Placement of instruments within the stereo field is vital. As discussed in our ‘The Three Dimensions’ module, we need to make room for instruments.
Placement of sources is very subjective as it relies entirely on the song.
Some elements like to be centered (mono) whilst others like to be panned within the stereo image (left and right).
Sources that are in the centre of the stereo image are generally the ones that are most important.
Lead Vocal – This is the most important source of any song. The lead vocal generally needs to be front and centre with great clarity. Panning the lead vocal (if not an effect) may distract the listener. Therefore, keep it nice and loud and in front of the other elements in the centre image.
Kick Drum – Another important source, kick drums often have a lot of the low end energy. This energy needs to be evenly weighted between both speakers to allow for an even mix.
Snare Drum – The relationship between the kick drum and snare drum is important. As the two main sources of a drum kit, keeping them centred helps immensely with the overall cohesion.
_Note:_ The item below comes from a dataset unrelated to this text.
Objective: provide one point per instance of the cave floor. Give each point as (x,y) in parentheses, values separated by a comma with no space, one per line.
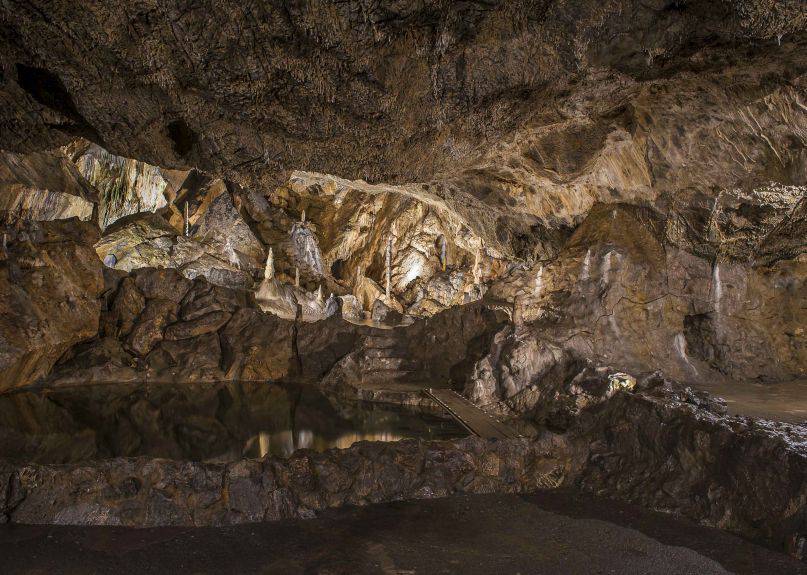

Bass – The relationship between the kick drum and the bass is also vital. Bass/synth bass has a lot of low information, much like the kick drum. The trick is to make these two feel like they are locked in together. Keeping bass centred will help tremendously.
These are the sources that generally get panned left or right. Once you have your centre information balanced well, you’re ready to introduce stereo elements into your mix.
Piano/Synths – Piano and synths are often panned hard left and right. Hard panned means 100% left and right. This can be done within your DAW and will be mentioned in another module.
Electric Guitar – Electric guitar likes to be panned too. Instead of 100%, try panning them 75% to the right and left. This will keep 25% of the signal in the other speaker, which tends to feel more natural.
Acoustic Guitar – Acoustic guitar is often panned, more often than not at 100% (L&R).
Backing Vocals – Backing vocals are often 100% panned (L&R) also.
Tom’s (Drum Kit) – Start off with panning these 75% left on Tom1 and 75% right on Tom 2. This will help them to feel natural.
Drum Overheads – Overheads capture the full spectrum of the drum kit. For this reason they like to be 100% panned (L&R).
Again, these amounts are completely subjective. Listen to some of your favourite records and pinpoint the panning placement.